Vale destacar que a própria luta pelo direito à
educação, em algumas comunidades de São Gonçalo,
e em particular no bairro de Anaia, resultaram na fundação
de associações de moradores, como bem destaca a matéria
publicada pelo Jornal “O Globo”, em 09/01/1983:
A própria consolidação de nossa associação
de moradores não pode ser dissociada da luta pela escola –
explica Herbene (...). Como aqui não havia escola, muitos pais
me procuravam para ensinar seus filhos na minha casa. Em julho de 80,
já eram 48 adultos e 54 crianças, quando então a
Comissão de Pais e Professores da Associação decidiu
por um convênio com o MOBRAL.
Funcionando numa casa antiga do bairro que abrigava, também,
a sede da Associação de Moradores, a escola comunitária
do Bairro de Anaia ocupava uma sala de aula em precárias condições.
Após vários movimentos e manifestações públicas
dentro do município, a Associação atravessa a Baia
de Guanabara com cerca de 300 crianças acompanhadas por pais e
responsáveis e, portando faixas e cartazes, permanecem 4 horas
nos jardins do Palácio Guanabara à espera de uma audiência
com o Governador Chagas Freitas, a fim de ver atendida a promessa feita
pelo, então, Secretário de Educação Arnaldo
Niskier, de construção de uma escola pública naquela
comunidade .
Podemos afirmar, no entanto, que a trajetória histórica
das associações de moradores apresenta momentos cíclicos
motivados pelas condições objetivas e conjunturais dentro
das quais se desenvolve.
Sendo assim, estas próprias condições podem determinar
os períodos de maior impulsão desses movimentos como, também,
condicionar uma situação de aparente inércia ou refluxo.
Assim, assistimos na década de 1990 um refluxo no movimento associativo
comunitário, cujas análises apontam para muitas direções.
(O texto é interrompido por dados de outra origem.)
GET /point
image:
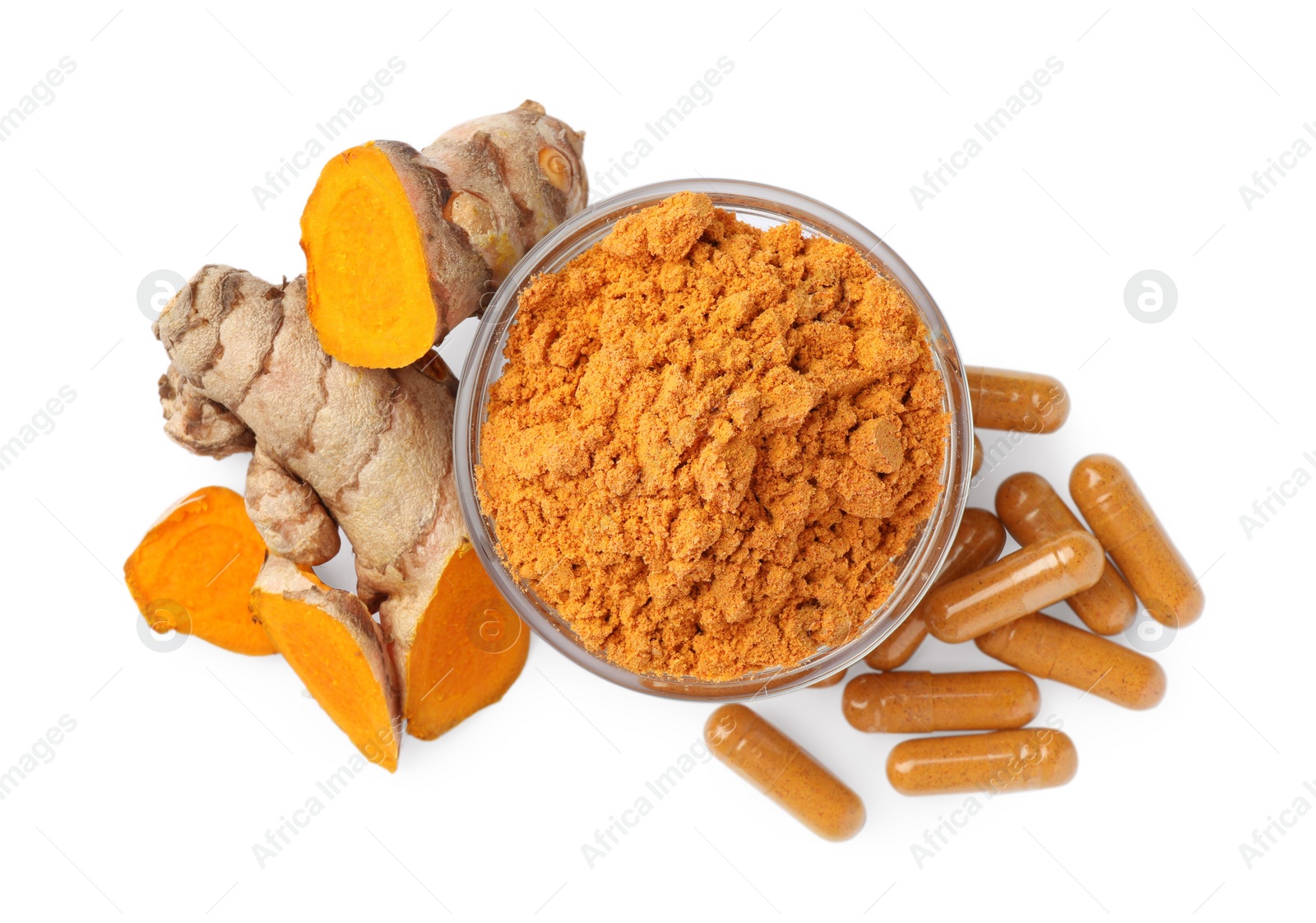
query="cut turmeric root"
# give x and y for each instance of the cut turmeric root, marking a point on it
(403, 245)
(469, 649)
(194, 569)
(336, 649)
Alguns interlocutores do movimento associativo de moradores atribuem o
refluxo atual do movimento a partir de diferentes perspectivas, entre
as quais são destacadas: a opção das lideranças
em atuarem na militância político-partidária, redução
no investimento na formação de base política, impedindo
a renovação de lideranças e da reformulação
dos discursos relacionados ao seu papel (Porto, 1995), dispersão
do sujeito coletivo frente às políticas neoliberais que
levaram à privatização e flexibilização
dos direitos sociais, entre outros.
A despeito deste novo contexto, há que se observar a existência,
ainda expressiva, das associações de moradores em São
Gonçalo que, mesmo eivadas por contradições internas,
tentativas de cooptação pelo poder local e disputas pela
hegemonia da entidade representativa do movimento, a UNIBAIRROS, ainda
se constitui em um importante palco de aprendizado político e organizativo
das comunidades na luta pelos direitos à cidadania.
Podemos, também, afirmar que a existência de vários
veículos da imprensa local e municípios adjacentes, alguns
com mais de sete décadas de existência , têm nos fornecido
rico material de análise sobre os movimentos sociais pelas melhorias
das condições de vida da população gonçalense,
criando possibilidades, no exercício de nossa pesquisa, a levantar
dados sobre a proposição reivindicativa destes movimentos
em relação ao direito à educação.
Os novos movimentos sociais em torno da luta pelo direito
à educação em São Gonçalo: alguns sentidos
sobre o Plano Municipal de Educação.
O cenário construído pelas orientações
neoliberais, nas duas últimas décadas, irá favorecer
a produção de um novo papel que deverá ser protagonizado
pelos municípios, efetivando o seu desempenho na condição
de principal instância de administração local, cujo
dispositivo legal foi estabelecido pela Constituição de
1988 e referendada pela LDB em 1996. Estas bases vêm (re)configurando
o campo legal-institucional nas quais se sustentam as mudanças
na formulação das políticas públicas sociais,
a partir de uma nova agenda escrita pela reforma do Estado.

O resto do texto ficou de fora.